Deepsea-Track (.tar.gz)

This format is the default output of the VAA deepsea-track stack. The .tar.gz archive must contain one file per frame, named f<frame number>.json; e.g.: f0000001.json. The JSON schema is documented within the deepsea-track repository.

JSON (.json)

This format is a more concise, human-readable representation of tracks as JSON and serves mostly for debug purposes. Notably, a track in this format contains an internal list of its own detections, as opposed to the alternative formats which maintain a flat representation of detections by frame.

BoxJelly (track) window

The main window of BoxJelly shows the track panel, consisting of the track list (left) and track timeline (right). The track list shows the ID and label of each track, whereas the track timeline shows the portion of the video spanned by each track. These two views are synchronized.

Track panel

Track list

The track list allows selection of tracks. Click on the track's entry in the list to select it. Ctrl and Shift can be used to select multiple tracks.

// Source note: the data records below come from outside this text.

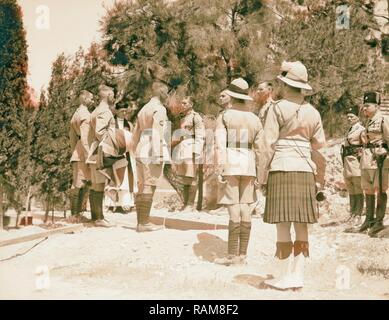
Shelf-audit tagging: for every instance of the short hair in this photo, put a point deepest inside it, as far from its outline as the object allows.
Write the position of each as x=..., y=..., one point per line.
x=85, y=93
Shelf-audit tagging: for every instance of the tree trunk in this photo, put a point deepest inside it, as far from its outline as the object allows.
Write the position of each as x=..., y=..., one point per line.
x=1, y=208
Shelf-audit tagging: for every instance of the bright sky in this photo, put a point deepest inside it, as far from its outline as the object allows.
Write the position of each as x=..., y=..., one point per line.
x=72, y=23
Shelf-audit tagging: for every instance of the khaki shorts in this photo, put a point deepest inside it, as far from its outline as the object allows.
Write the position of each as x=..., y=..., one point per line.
x=96, y=176
x=148, y=174
x=186, y=169
x=81, y=173
x=369, y=180
x=353, y=185
x=237, y=190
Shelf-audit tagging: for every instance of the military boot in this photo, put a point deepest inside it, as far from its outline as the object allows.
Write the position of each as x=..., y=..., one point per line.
x=380, y=215
x=359, y=199
x=143, y=208
x=244, y=237
x=74, y=199
x=370, y=208
x=233, y=241
x=352, y=204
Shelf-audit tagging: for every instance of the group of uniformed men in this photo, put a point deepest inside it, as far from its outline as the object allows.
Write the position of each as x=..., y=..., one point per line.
x=100, y=150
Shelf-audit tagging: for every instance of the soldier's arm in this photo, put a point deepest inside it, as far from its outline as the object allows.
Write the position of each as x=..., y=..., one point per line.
x=136, y=136
x=257, y=146
x=199, y=134
x=385, y=129
x=102, y=125
x=73, y=138
x=318, y=139
x=220, y=144
x=159, y=123
x=270, y=136
x=84, y=132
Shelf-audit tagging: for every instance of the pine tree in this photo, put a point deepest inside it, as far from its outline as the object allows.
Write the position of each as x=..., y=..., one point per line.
x=51, y=148
x=13, y=99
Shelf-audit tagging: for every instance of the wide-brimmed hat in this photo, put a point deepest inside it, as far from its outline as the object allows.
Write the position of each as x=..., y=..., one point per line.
x=123, y=139
x=294, y=74
x=352, y=109
x=239, y=89
x=372, y=97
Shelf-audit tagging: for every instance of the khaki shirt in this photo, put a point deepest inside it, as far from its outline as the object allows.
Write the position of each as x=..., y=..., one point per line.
x=291, y=132
x=243, y=132
x=148, y=140
x=102, y=124
x=351, y=164
x=263, y=111
x=79, y=134
x=376, y=132
x=191, y=133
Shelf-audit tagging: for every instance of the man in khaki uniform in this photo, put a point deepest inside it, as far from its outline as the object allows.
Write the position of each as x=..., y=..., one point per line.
x=351, y=152
x=263, y=98
x=375, y=140
x=150, y=151
x=224, y=100
x=102, y=121
x=79, y=144
x=187, y=145
x=238, y=138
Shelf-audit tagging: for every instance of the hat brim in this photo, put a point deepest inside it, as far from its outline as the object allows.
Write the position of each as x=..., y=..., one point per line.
x=294, y=83
x=238, y=95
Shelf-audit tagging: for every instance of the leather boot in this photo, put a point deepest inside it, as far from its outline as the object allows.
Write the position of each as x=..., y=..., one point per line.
x=352, y=204
x=380, y=215
x=192, y=195
x=74, y=199
x=370, y=208
x=359, y=198
x=244, y=237
x=96, y=203
x=82, y=198
x=233, y=241
x=143, y=208
x=285, y=279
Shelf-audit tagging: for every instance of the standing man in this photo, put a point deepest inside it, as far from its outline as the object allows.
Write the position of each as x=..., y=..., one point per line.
x=374, y=173
x=102, y=120
x=150, y=152
x=263, y=98
x=189, y=143
x=351, y=155
x=238, y=138
x=224, y=100
x=79, y=144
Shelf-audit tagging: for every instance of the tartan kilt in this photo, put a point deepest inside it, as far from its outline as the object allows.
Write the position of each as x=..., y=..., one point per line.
x=291, y=197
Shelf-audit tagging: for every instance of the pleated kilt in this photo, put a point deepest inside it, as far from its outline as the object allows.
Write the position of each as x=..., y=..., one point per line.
x=291, y=197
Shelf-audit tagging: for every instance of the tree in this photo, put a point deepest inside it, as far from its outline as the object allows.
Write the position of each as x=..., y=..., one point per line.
x=13, y=98
x=193, y=47
x=341, y=65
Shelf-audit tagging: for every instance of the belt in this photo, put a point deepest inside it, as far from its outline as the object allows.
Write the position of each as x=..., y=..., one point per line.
x=376, y=145
x=293, y=143
x=237, y=144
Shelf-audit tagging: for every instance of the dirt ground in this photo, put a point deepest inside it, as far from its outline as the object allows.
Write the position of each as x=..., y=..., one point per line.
x=120, y=263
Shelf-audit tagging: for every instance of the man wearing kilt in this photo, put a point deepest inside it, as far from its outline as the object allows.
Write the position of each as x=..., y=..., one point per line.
x=151, y=152
x=79, y=143
x=351, y=155
x=293, y=129
x=374, y=163
x=238, y=137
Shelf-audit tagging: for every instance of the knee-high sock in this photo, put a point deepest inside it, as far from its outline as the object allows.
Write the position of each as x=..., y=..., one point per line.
x=233, y=237
x=245, y=229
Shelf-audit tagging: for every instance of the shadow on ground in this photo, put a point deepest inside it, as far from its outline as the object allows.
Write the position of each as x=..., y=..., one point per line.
x=210, y=247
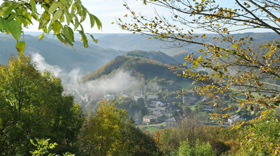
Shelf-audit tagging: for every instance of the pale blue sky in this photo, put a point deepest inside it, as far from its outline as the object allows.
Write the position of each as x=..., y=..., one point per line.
x=108, y=10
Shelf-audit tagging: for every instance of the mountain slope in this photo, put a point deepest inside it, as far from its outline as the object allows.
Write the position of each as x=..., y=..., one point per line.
x=56, y=53
x=138, y=66
x=154, y=55
x=138, y=42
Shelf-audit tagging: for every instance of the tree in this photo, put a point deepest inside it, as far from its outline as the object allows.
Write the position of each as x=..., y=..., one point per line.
x=16, y=15
x=137, y=143
x=187, y=111
x=33, y=106
x=102, y=133
x=175, y=113
x=233, y=65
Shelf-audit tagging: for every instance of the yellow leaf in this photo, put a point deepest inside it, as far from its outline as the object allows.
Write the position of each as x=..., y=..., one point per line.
x=41, y=36
x=20, y=47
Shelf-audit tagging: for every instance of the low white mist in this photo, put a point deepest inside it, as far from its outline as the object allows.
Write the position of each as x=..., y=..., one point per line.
x=117, y=83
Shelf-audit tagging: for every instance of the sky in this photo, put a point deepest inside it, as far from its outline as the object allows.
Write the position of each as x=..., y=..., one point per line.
x=110, y=10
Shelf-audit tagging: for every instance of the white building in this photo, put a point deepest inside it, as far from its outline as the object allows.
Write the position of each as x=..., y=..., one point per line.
x=233, y=119
x=109, y=97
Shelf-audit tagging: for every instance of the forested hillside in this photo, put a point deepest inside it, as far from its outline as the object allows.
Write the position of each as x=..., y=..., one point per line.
x=138, y=66
x=137, y=42
x=55, y=53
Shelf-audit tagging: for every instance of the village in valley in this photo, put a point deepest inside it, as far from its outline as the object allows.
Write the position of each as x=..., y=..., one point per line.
x=167, y=114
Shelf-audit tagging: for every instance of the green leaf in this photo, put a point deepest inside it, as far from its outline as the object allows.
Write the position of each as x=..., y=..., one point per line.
x=53, y=7
x=95, y=19
x=84, y=14
x=84, y=39
x=56, y=27
x=3, y=25
x=50, y=28
x=20, y=47
x=33, y=6
x=71, y=34
x=76, y=24
x=68, y=19
x=56, y=16
x=145, y=2
x=92, y=20
x=15, y=28
x=94, y=40
x=9, y=10
x=41, y=36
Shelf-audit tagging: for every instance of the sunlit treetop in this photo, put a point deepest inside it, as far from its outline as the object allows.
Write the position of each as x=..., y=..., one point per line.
x=62, y=17
x=232, y=64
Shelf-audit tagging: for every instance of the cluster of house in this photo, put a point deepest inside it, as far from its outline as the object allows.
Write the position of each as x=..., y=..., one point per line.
x=162, y=110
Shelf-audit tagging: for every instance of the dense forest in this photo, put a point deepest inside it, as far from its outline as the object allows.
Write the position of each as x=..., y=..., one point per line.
x=31, y=122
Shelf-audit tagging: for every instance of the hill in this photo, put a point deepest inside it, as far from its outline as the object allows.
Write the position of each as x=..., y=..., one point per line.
x=138, y=66
x=154, y=55
x=128, y=42
x=56, y=53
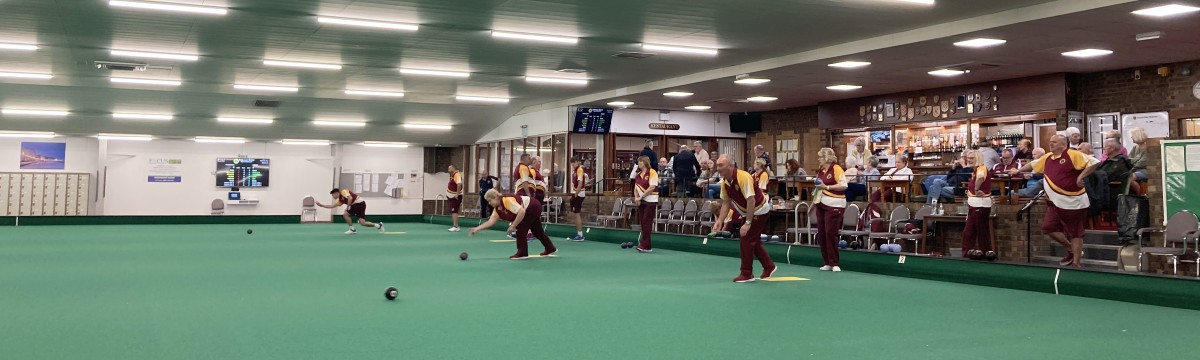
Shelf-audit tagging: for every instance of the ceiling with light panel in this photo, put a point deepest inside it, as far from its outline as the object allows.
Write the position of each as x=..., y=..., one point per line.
x=333, y=70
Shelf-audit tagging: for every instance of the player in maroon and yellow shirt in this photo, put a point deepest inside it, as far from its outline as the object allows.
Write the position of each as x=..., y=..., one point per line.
x=525, y=214
x=741, y=192
x=579, y=192
x=1067, y=203
x=355, y=207
x=454, y=196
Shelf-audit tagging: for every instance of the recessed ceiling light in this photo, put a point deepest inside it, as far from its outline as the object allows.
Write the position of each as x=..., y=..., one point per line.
x=34, y=113
x=142, y=117
x=751, y=82
x=367, y=23
x=481, y=99
x=175, y=7
x=1087, y=53
x=265, y=88
x=340, y=124
x=42, y=135
x=425, y=126
x=436, y=72
x=535, y=37
x=557, y=81
x=307, y=65
x=17, y=47
x=25, y=76
x=126, y=137
x=850, y=64
x=1167, y=10
x=246, y=120
x=652, y=47
x=220, y=141
x=155, y=55
x=381, y=144
x=309, y=143
x=145, y=82
x=947, y=72
x=370, y=93
x=844, y=88
x=981, y=42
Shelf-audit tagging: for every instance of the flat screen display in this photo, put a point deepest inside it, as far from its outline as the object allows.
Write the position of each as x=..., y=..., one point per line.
x=592, y=120
x=240, y=172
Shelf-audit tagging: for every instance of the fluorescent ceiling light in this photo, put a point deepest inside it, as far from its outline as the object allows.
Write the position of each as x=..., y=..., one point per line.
x=367, y=23
x=1087, y=53
x=246, y=120
x=844, y=88
x=307, y=65
x=379, y=144
x=535, y=37
x=35, y=113
x=145, y=82
x=369, y=93
x=850, y=64
x=17, y=47
x=310, y=143
x=751, y=82
x=42, y=135
x=1167, y=10
x=947, y=72
x=155, y=55
x=983, y=42
x=25, y=76
x=264, y=88
x=678, y=49
x=124, y=137
x=425, y=126
x=436, y=72
x=557, y=81
x=142, y=117
x=483, y=99
x=220, y=141
x=177, y=7
x=342, y=124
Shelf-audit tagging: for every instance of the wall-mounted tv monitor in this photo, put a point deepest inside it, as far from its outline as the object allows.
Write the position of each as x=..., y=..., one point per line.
x=592, y=120
x=240, y=172
x=881, y=136
x=745, y=123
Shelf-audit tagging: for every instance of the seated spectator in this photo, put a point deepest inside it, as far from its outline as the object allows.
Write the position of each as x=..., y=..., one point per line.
x=943, y=187
x=901, y=172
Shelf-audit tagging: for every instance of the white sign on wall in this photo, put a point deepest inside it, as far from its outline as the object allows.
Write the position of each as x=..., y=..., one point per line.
x=166, y=171
x=1157, y=125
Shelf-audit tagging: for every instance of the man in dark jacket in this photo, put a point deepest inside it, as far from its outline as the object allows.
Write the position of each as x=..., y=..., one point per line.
x=649, y=153
x=685, y=169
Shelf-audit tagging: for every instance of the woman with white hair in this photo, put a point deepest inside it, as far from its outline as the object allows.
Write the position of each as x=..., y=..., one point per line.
x=832, y=183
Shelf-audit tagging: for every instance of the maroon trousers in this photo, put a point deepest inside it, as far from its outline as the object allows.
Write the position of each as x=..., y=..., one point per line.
x=646, y=213
x=532, y=223
x=977, y=234
x=828, y=226
x=751, y=246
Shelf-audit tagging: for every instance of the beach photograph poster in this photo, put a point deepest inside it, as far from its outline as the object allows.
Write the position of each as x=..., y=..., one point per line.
x=43, y=156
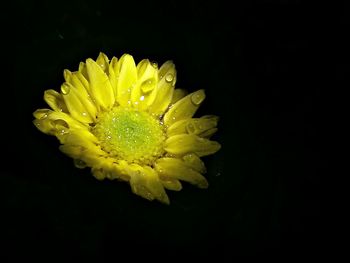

Note: Due to a limitation in Cthulhu's interface, selecting tracks can be slow and BoxJelly may freeze for a few seconds until Cthulhu can process the selection.

For aesthetic reasons, track IDs (UUIDs) are truncated to their first 8 characters when displayed. Hovering over a track in the list will show the track's full UUID.

Track timeline

Clicking on a track in the timeline will select it.

In addition, the ruler at the top of the timeline shows frame numbers. Clicking anywhere on the ruler will seek the video to the desired frame.

Scrolling up/down in the track timeline will show earlier/later tracks by start frame.

Scrolling left/right in the track timeline will move the displayed window of time into the video displayed. This window can be rescaled by Ctrl+scrolling.

A red line indicates the current frame. When the video is playing, the view will scroll automatically to keep the current frame in view.

Cthulhu (video) window

When a video is loaded, Cthulhu will open a video window. This window is synchronized with the BoxJelly window.

Video window

Editing tracks

BoxJelly currently offers a number of ways to edit tracks. All editing actions are available from the Edit menu. Additionally, all actions are undo/redoable with Ctrl+Z/Ctrl+Shift+Z.

Relabel (Ctrl+R)

Select a track or multiple tracks and click on the Relabel button in the Edit menu. A dialog will appear asking you to enter a new label.


Delete (Del)

Select a track or multiple tracks and click on the Delete button in the Edit menu. The track will be removed from the track list and the track timeline.

Split (Ctrl+N)

Select a track and seek the video to the moment where you would like to split the track, then click on the Split button in the Edit menu. A new track will be created at the given moment.

Merge (Ctrl+M)

Select two or more tracks and click on the Merge button in the Edit menu. The tracks will be merged into a single track with a new ID.

Save tracks

BoxJelly will save tracks to the same format you opened the track file with.

You can save to the same location with the Save (Ctrl+S) button in the File menu, or you can save to a different location with the Save As (Ctrl+Shift+S) button. The Save As button will prompt you to select a location to save the track file.